AT&T’s tower deal. The company is leasing or selling rights to 9,700 of its wireless towers to Crown Castle for $4.85 billion to generate cash for a stock buy-back to revamp its cellular setup and fund acquisitions.
JPMorgan’s civil suit. The bank is set to pay the US government a record $13 billion to settle a civil probe into its mortgage-bonds business, but a criminal inquiry remains unresolved.
Is BofA next? The Federal Housing Finance Agency, which oversees Fannie Mae and Freddie Mac, wants Bank of America to pay more than $6 billion for alleged securities law violations, the Financial Times reports.
Alan Greenspan’s blame game. In an interview with the Wall Street Journal, the former US Federal Reserve chairman said easy money under his tenure “had absolutely nothing to do with the housing bubble. That’s ridiculous.”
Quartz obsession interlude
Todd Woody on how you shouldn’t write Big Solar off yet. “There are currently 36,794 MW worth of projects under development in the US. SNL expects a building boom over the next two years with more than half of that solar coming online to qualify for a 30% federal tax credit that is set to fall to 10% by the end of 2016.” Read more here.
Matters of debate
Don’t forget India’s good men. Stories of male violence are much in the news, but the vast majority of men in India are “committed, concerned, cautious,” and family-focused.
Stop calling the Tea Party stupid. It will only embolden them. “Most of the Obama crowd has more in common with bike-sharing Europeans than small-town Americans.”
Lean in is a lazy movement. Susan Faludi asks: What is the movement really confronting?
The little engine that couldn’t. A train derailment in Canada over the weekend shows that oil transport has hardly kept up with the times.

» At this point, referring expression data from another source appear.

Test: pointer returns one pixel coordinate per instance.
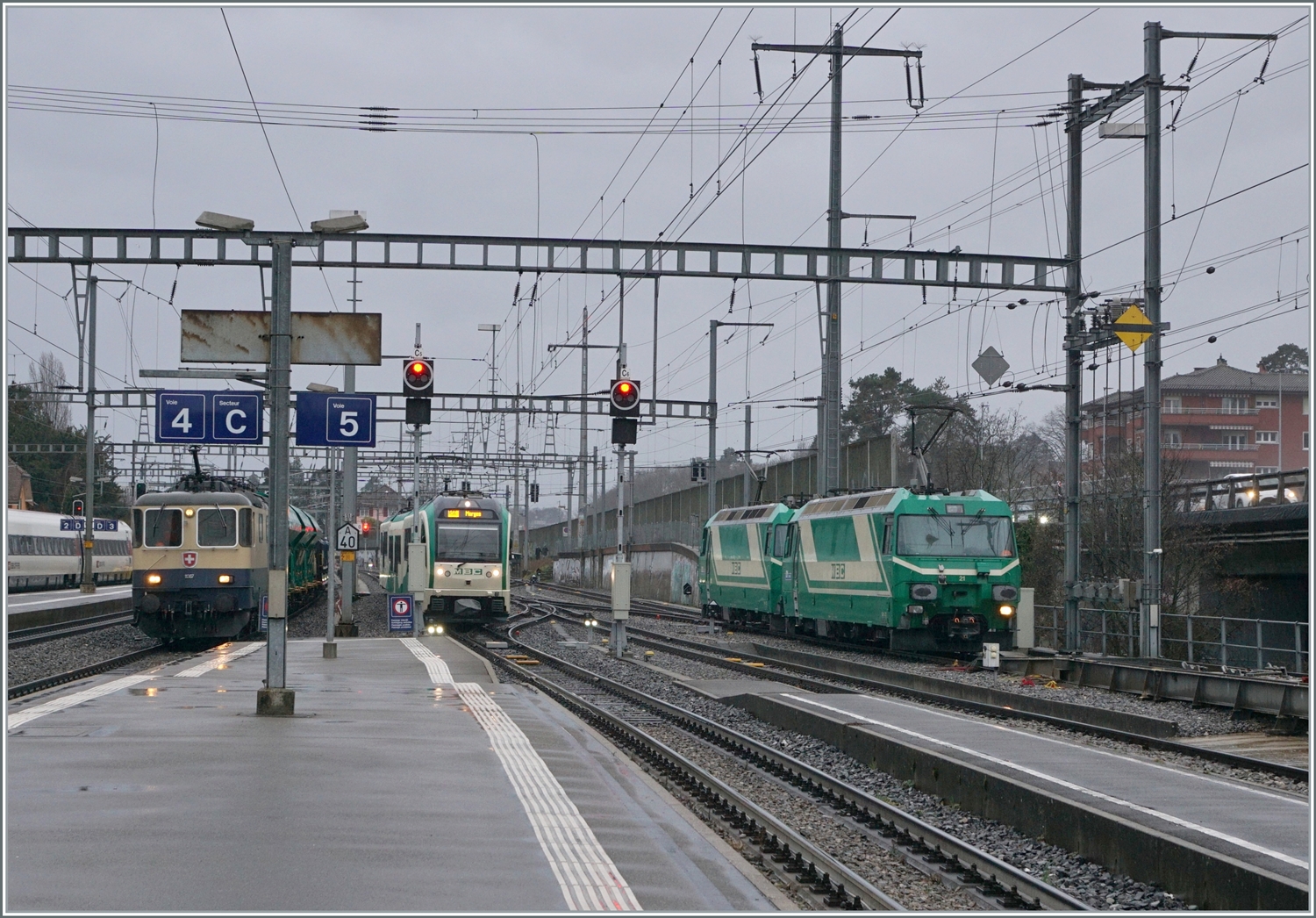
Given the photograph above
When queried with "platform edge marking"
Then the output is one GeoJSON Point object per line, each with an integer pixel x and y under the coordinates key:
{"type": "Point", "coordinates": [29, 714]}
{"type": "Point", "coordinates": [589, 879]}
{"type": "Point", "coordinates": [220, 659]}
{"type": "Point", "coordinates": [1070, 785]}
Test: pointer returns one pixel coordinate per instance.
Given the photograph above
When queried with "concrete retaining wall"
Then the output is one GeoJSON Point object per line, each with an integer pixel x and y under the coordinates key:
{"type": "Point", "coordinates": [657, 572]}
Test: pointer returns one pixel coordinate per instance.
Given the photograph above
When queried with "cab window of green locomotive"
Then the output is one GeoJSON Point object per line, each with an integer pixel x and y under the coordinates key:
{"type": "Point", "coordinates": [468, 543]}
{"type": "Point", "coordinates": [162, 528]}
{"type": "Point", "coordinates": [955, 536]}
{"type": "Point", "coordinates": [216, 527]}
{"type": "Point", "coordinates": [782, 541]}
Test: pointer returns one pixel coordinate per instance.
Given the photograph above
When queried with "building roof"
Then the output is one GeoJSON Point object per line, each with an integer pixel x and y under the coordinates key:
{"type": "Point", "coordinates": [1224, 378]}
{"type": "Point", "coordinates": [1219, 378]}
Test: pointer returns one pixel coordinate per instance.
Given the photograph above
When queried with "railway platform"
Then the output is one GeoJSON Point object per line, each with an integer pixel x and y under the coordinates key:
{"type": "Point", "coordinates": [1234, 844]}
{"type": "Point", "coordinates": [408, 780]}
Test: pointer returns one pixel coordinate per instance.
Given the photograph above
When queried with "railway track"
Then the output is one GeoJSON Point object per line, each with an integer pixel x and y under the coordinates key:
{"type": "Point", "coordinates": [816, 678]}
{"type": "Point", "coordinates": [24, 636]}
{"type": "Point", "coordinates": [629, 717]}
{"type": "Point", "coordinates": [82, 672]}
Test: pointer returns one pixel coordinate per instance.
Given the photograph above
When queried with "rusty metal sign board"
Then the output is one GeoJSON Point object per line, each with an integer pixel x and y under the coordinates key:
{"type": "Point", "coordinates": [242, 336]}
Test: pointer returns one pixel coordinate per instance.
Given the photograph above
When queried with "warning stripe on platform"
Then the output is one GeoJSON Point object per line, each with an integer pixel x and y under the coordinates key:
{"type": "Point", "coordinates": [589, 879]}
{"type": "Point", "coordinates": [41, 710]}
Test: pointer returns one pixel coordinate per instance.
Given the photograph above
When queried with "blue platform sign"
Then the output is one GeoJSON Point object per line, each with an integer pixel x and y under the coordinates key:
{"type": "Point", "coordinates": [400, 617]}
{"type": "Point", "coordinates": [181, 416]}
{"type": "Point", "coordinates": [329, 419]}
{"type": "Point", "coordinates": [236, 416]}
{"type": "Point", "coordinates": [210, 418]}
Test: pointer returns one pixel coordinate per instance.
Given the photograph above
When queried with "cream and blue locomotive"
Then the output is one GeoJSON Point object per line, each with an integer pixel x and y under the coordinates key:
{"type": "Point", "coordinates": [202, 560]}
{"type": "Point", "coordinates": [453, 560]}
{"type": "Point", "coordinates": [895, 568]}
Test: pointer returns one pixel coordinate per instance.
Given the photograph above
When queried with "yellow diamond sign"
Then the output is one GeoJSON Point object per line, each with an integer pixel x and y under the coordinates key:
{"type": "Point", "coordinates": [1134, 328]}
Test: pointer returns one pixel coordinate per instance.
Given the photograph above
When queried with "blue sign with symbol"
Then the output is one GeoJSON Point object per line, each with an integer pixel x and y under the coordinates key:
{"type": "Point", "coordinates": [236, 416]}
{"type": "Point", "coordinates": [329, 419]}
{"type": "Point", "coordinates": [213, 418]}
{"type": "Point", "coordinates": [400, 617]}
{"type": "Point", "coordinates": [181, 416]}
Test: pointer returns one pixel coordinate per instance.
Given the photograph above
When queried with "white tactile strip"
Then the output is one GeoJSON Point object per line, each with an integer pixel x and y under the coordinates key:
{"type": "Point", "coordinates": [41, 710]}
{"type": "Point", "coordinates": [220, 659]}
{"type": "Point", "coordinates": [589, 879]}
{"type": "Point", "coordinates": [1070, 785]}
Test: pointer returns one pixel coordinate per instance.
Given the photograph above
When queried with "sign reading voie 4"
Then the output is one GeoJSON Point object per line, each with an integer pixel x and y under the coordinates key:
{"type": "Point", "coordinates": [218, 418]}
{"type": "Point", "coordinates": [332, 419]}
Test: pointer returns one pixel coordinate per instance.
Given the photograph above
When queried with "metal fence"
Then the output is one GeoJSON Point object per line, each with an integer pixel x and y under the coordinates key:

A “mobile” wallet to deter shopaholics. A Japanese company’s “living wallet” has wheels and propels itself away from owners’ grasping hands.
Madagascar’s Black Death warning. The island faces a bubonic plague explosion if the disease gets into rat-infested prisons.
The dead sea. An Australian yachtsman sailed from Melbourne to Osaka and was struck by the absence of fish, birds, and life.
Japan’s celibacy syndrome. Another reason for the country’s population bust: young people have stopped having sex.